We may very well reach and pass the point of Peak Advertising without any significant innovation emerging to maintain and grow the flow of revenue supporting the Internet. What will be left with is a stagnant and ever eroding flow of revenue from the primary sources of advertising, and the inadequate substitution of new forms of advertising in its place. Of the few players that remain, they will produce a web experience that engineers the erosion of user privacy and the blurring of the line between real content and advertising.

The future we end up with is partially a matter of technological innovation, but also a matter of human choice. To those designing platforms and using those platforms, the issue is: what kind of Internet do we want to have?

Ultimately, what Peak Advertising suggests is that the fundamental economics of the web increasingly force this consequential decision on all participants, user and platform alike.

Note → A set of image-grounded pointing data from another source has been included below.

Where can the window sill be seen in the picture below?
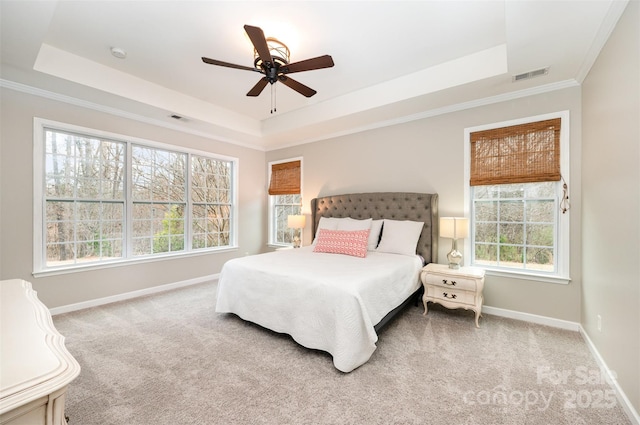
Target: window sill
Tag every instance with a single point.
(538, 277)
(127, 262)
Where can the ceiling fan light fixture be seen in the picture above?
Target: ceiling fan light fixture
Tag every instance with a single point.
(279, 53)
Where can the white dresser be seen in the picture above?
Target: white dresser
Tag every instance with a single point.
(35, 366)
(453, 288)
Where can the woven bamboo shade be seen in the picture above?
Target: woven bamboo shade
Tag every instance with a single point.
(285, 178)
(522, 153)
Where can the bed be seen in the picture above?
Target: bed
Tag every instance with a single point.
(330, 300)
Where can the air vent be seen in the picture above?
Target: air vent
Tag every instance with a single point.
(531, 74)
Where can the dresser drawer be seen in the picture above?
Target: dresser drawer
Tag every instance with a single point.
(455, 282)
(451, 295)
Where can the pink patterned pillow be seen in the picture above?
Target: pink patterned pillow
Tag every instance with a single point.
(348, 242)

The Intention Economy sees a consequential future in which we still have advertising, but in which more Net-aligned market interactions prevail — and out-perform what we have today with Web services and sites primarily funded by advertising:

The fix
Advertising may fund lots of stuff that we take for granted (such as Google’s search), but it flourishes in the absence of more efficient and direct demand-supply interactions. The Internet was built to facilitate exactly those kinds of interactions. This it has done since the mid-‘90s—but only within a billion different silos, each with its own system for interacting with users, and each with its own asymmetrical power relationship between seller and buyer. This system is old, broken and long overdue for a fix.

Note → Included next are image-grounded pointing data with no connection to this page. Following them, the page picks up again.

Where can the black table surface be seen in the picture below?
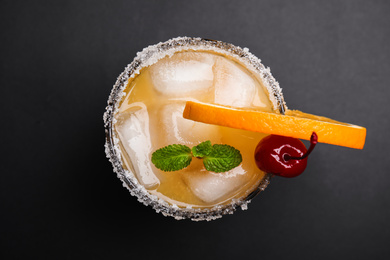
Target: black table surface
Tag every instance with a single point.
(59, 198)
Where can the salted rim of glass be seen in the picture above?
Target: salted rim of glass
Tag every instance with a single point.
(149, 56)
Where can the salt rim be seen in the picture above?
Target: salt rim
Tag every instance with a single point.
(149, 56)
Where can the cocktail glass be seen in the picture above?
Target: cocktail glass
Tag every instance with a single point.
(129, 120)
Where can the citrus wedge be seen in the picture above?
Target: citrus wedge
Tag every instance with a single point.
(293, 124)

The Internet, meanwhile, has always been a symmetrical system. Its architecture, defined by its founding protocols (which we’ll visit in the Net Pains chapter) embodies “end-to-end” principles. Every end on the Net has equal status, whether that end is Amazon.com, the White House, your laptop or your phone. This architectural fact is a background against which advertising’s asymmetries, and its delusional assumptions, have always stood in sharp relief.
So, then
When the backlash is over, and the advertising bubble deflates, advertising will remain an enormous and useful business. We will still need advertising to do what only it can do. What will emerge, however, is a market for what advertising can’t do. This new market will be defined by what customers actually want, rather than guesses about it.

The Intention Economy also reports on work toward that future, fostered by ProjectVRM and allied work toward liberating customers and increasing their ability to engage, resulting in far more widespread and effective direct market interactions than advertising’s highly indirect Attention Economy can produce.

Since the book came out, the number and variety of VRM development projects, companies and infrastructural code bases has multiplied. It’s still early in their evolution, but their direction gets clearer every day.

Remember: the commercial Web is only eighteen years old. It is easy to assume, in these early years, that the first widespread business model is the only one. It’s not. Ecommerce itself is doing fine. Subscriptions are messy and silo’d, but showing signs of widespread normalization. And we’re starting to see signs that companies value service as much as sales, which opens a vast greenfield of new economic opportunities.

Most importantly, we — the customers — are just starting to liberate ourselves. When we finally do throw off the shackles, an abundance of new solutions will also show up: ones that will do far more than just patch cracks in the walls of online advertising’s castle.

Healthy markets depend on powerful customers, not just powerful companies. Both help each other. That didn’t happen much in the Attention Economy, which valued captive customers more than free ones. It will in the Intention Economy, which values free customers more than captive ones.